Young Rilke and His Time
Format:Hardback
Publisher:Boydell & Brewer Ltd
Published:1st Dec '08
Currently unavailable, and unfortunately no date known when it will be back
A look at neglected aspects of the early career of one of the premier poets of the German language. Although Rainer Maria Rilke and his work have been much studied and written about over the past century -- as befits the perhaps most important German-language poet of modern times -- certain aspects of his early life and career have been neglected or are in need of a fresh look.
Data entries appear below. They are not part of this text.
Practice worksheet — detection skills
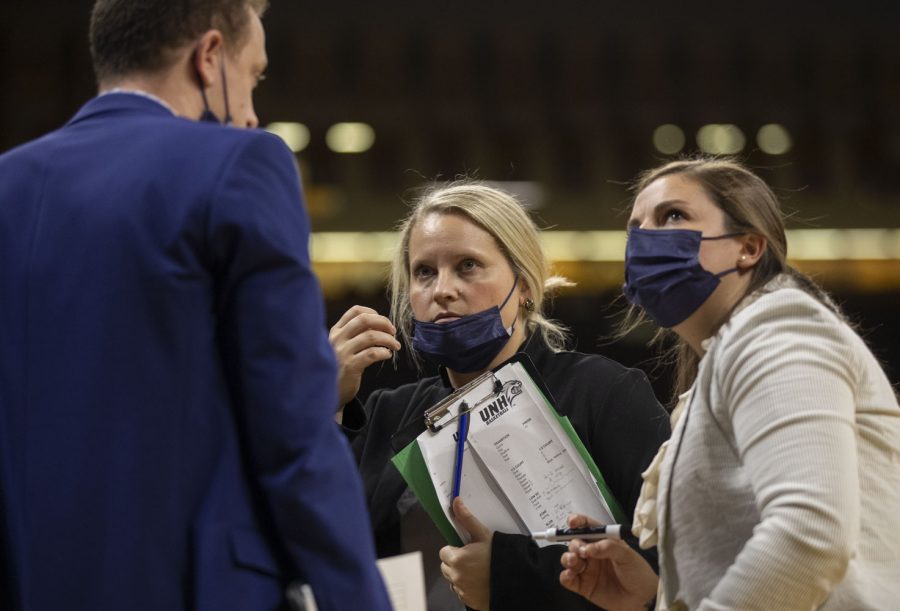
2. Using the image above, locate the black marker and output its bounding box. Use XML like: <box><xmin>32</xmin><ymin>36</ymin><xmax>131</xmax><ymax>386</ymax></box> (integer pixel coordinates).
<box><xmin>531</xmin><ymin>524</ymin><xmax>634</xmax><ymax>541</ymax></box>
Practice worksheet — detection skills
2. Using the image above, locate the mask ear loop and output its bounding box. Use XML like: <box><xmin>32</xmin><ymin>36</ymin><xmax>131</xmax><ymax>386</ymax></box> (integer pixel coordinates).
<box><xmin>194</xmin><ymin>49</ymin><xmax>231</xmax><ymax>125</ymax></box>
<box><xmin>220</xmin><ymin>57</ymin><xmax>231</xmax><ymax>125</ymax></box>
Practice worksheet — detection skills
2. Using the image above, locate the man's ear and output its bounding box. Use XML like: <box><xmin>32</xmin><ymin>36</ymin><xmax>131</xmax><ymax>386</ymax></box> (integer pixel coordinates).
<box><xmin>737</xmin><ymin>233</ymin><xmax>768</xmax><ymax>269</ymax></box>
<box><xmin>191</xmin><ymin>30</ymin><xmax>224</xmax><ymax>88</ymax></box>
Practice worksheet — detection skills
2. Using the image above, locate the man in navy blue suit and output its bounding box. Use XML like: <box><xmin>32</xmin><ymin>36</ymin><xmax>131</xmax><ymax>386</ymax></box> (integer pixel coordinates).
<box><xmin>0</xmin><ymin>0</ymin><xmax>389</xmax><ymax>611</ymax></box>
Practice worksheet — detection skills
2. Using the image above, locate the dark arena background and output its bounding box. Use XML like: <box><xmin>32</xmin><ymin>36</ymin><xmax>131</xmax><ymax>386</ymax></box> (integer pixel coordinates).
<box><xmin>0</xmin><ymin>0</ymin><xmax>900</xmax><ymax>400</ymax></box>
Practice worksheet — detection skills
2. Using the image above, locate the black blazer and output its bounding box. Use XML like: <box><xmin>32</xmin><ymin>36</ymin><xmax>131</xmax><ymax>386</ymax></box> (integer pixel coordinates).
<box><xmin>344</xmin><ymin>334</ymin><xmax>671</xmax><ymax>611</ymax></box>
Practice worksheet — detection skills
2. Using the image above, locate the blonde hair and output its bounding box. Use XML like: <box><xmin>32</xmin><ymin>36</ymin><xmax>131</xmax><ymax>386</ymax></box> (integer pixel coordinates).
<box><xmin>390</xmin><ymin>180</ymin><xmax>574</xmax><ymax>362</ymax></box>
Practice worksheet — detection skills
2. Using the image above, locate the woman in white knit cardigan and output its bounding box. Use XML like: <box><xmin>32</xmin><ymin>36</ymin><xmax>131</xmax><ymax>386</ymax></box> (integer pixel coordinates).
<box><xmin>560</xmin><ymin>158</ymin><xmax>900</xmax><ymax>610</ymax></box>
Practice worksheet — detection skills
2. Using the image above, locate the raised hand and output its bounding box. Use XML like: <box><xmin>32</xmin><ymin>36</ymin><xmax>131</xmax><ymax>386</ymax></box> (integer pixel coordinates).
<box><xmin>328</xmin><ymin>305</ymin><xmax>400</xmax><ymax>409</ymax></box>
<box><xmin>440</xmin><ymin>497</ymin><xmax>494</xmax><ymax>611</ymax></box>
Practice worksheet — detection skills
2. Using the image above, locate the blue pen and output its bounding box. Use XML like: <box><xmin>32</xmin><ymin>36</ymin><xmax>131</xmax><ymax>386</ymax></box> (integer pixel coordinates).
<box><xmin>450</xmin><ymin>411</ymin><xmax>469</xmax><ymax>502</ymax></box>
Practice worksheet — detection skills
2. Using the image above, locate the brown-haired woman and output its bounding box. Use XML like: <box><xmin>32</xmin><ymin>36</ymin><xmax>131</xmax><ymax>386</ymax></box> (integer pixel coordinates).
<box><xmin>560</xmin><ymin>158</ymin><xmax>900</xmax><ymax>609</ymax></box>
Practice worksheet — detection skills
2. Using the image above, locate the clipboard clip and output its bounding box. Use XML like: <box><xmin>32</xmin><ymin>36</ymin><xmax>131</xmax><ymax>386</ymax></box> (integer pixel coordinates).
<box><xmin>425</xmin><ymin>371</ymin><xmax>503</xmax><ymax>433</ymax></box>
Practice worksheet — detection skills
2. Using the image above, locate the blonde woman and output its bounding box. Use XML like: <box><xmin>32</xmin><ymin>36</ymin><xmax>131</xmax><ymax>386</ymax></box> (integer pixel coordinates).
<box><xmin>560</xmin><ymin>159</ymin><xmax>900</xmax><ymax>610</ymax></box>
<box><xmin>331</xmin><ymin>183</ymin><xmax>669</xmax><ymax>611</ymax></box>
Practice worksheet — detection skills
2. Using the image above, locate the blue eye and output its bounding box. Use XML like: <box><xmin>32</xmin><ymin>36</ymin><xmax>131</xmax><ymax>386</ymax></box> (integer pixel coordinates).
<box><xmin>413</xmin><ymin>265</ymin><xmax>434</xmax><ymax>278</ymax></box>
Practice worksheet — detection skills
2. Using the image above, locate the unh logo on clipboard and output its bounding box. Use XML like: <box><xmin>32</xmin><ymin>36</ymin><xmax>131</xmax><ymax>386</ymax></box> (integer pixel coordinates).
<box><xmin>425</xmin><ymin>371</ymin><xmax>522</xmax><ymax>440</ymax></box>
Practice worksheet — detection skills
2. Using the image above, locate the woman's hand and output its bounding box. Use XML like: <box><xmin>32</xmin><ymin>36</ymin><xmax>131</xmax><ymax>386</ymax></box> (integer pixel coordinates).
<box><xmin>328</xmin><ymin>305</ymin><xmax>400</xmax><ymax>410</ymax></box>
<box><xmin>559</xmin><ymin>515</ymin><xmax>659</xmax><ymax>610</ymax></box>
<box><xmin>440</xmin><ymin>497</ymin><xmax>494</xmax><ymax>611</ymax></box>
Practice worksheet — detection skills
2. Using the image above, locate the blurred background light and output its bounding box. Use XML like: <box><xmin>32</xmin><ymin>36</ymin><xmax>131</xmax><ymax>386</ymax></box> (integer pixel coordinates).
<box><xmin>265</xmin><ymin>121</ymin><xmax>309</xmax><ymax>153</ymax></box>
<box><xmin>653</xmin><ymin>123</ymin><xmax>685</xmax><ymax>155</ymax></box>
<box><xmin>697</xmin><ymin>123</ymin><xmax>747</xmax><ymax>155</ymax></box>
<box><xmin>325</xmin><ymin>123</ymin><xmax>375</xmax><ymax>153</ymax></box>
<box><xmin>756</xmin><ymin>123</ymin><xmax>793</xmax><ymax>155</ymax></box>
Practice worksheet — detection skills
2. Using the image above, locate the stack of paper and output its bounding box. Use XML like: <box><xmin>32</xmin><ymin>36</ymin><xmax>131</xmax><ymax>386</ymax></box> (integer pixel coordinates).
<box><xmin>394</xmin><ymin>355</ymin><xmax>623</xmax><ymax>545</ymax></box>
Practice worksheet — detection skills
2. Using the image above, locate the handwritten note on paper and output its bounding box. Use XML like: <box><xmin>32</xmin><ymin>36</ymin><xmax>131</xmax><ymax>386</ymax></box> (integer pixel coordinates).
<box><xmin>469</xmin><ymin>364</ymin><xmax>612</xmax><ymax>531</ymax></box>
<box><xmin>377</xmin><ymin>552</ymin><xmax>426</xmax><ymax>611</ymax></box>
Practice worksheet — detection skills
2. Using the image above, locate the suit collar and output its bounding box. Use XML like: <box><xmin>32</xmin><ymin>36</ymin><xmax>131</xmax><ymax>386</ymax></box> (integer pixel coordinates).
<box><xmin>68</xmin><ymin>91</ymin><xmax>175</xmax><ymax>125</ymax></box>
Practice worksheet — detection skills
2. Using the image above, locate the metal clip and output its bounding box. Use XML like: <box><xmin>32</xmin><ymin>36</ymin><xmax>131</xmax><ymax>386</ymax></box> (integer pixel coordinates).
<box><xmin>425</xmin><ymin>371</ymin><xmax>503</xmax><ymax>433</ymax></box>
Accordingly, this book investigates Rilke's life and career from adolescence until the verge of thirty. Here the reader finds the hysterical, harried tutee clinging to Valerie vonRhonfeld; the clever, supercilious, and anxious stroller through Prague of Larenopfer; the narcissistic diarist preening for Lou Andreas-Salomé in Italy and elsewhere; the priggishly high-minded but lethal reviewer of German-language literature; the devoted but delusional presenter of Nordic letters. A final section focuses on thirteen poems or poem clusters composed between 1892 and 1900 and mostly left untouched by Rilke scholarship. While depending heavily on the evidence of the texts themselves, the present author allows himself to conjecture about, for instance, the traces left by the boy's hasty training in Latin; his knowledge -- or ignorance -- of Czech national opera and popular literature; the genesis of some willfully "decadent" poems; his odd literary likes and dislikes; and so on. From this "Wirrnis" (confusion, muddle; one of his favorite words), the young Rilke emerges as a dogged self-educator, and, for all his laments and insecurities and languorous poses, a figure of distinction, gifted with an almost preternatural verbal inventiveness and recondite energy. George C. Schoolfield is Emeritus Professor of German and Scandinavian Literature at Yale.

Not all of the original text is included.